Luck told his family and close friends. Wilson advised him to sleep on it. When they spoke two days later, Luck was resolute. Ballard tried to appeal to Luck's competitive fire, but it was gone. Reich implored him to not rush a big decision, but Luck didn't think it had been rushed. When Wilson met with Ballard to finalize the paperwork, both men cried. 

The following week during a preseason game ESPN's Adam Schefter broke the news, despite Luck's plan to do it the following day. The crowd booed, his teammates finding out in the locker room were perplexed. 

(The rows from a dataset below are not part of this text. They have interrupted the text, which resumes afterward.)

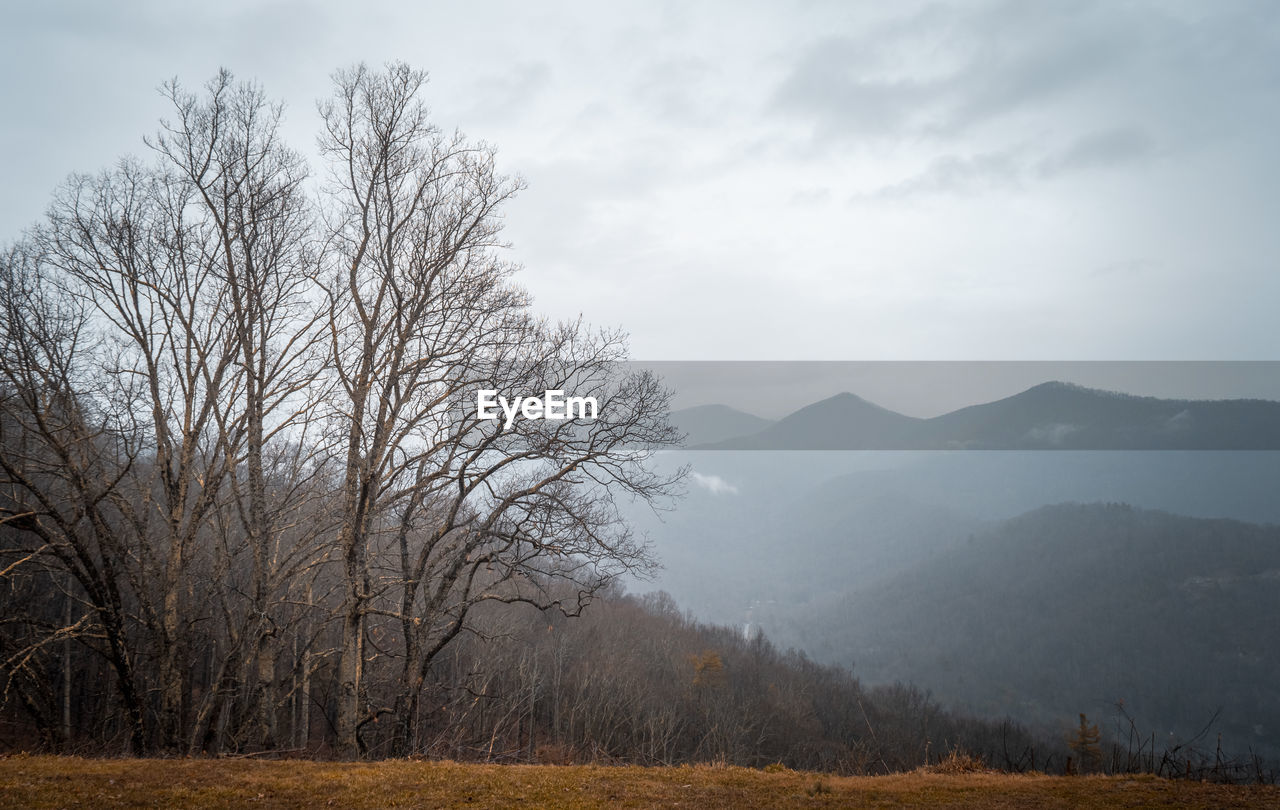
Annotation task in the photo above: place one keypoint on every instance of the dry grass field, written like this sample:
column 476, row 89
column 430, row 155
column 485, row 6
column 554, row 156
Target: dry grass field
column 68, row 782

Luck read a letter he had written for this moment, and then began to do life as a non-quarterback. He traveled, became closer with his familiar, and upgraded his flip phone to an iPhone. He went to therapy and learned he doesn't need to have clarity. Something he said he might not ever know in regards to whether it was the right choice saying:

"I doubt I will ever find the answers," he says. "All of them. Or any answers."

Wicherksham explained that in the mind of Luck that was okay, and that he is now focused on other things in life such as being a parent and husband. He became passionate about football again, but in an outsiders perspective. 

His shoulder injury in 2015 changed everything for Luck, and while he the quarterback in him didn't appreciate that at the time, it seems safe to say that Luck is content now.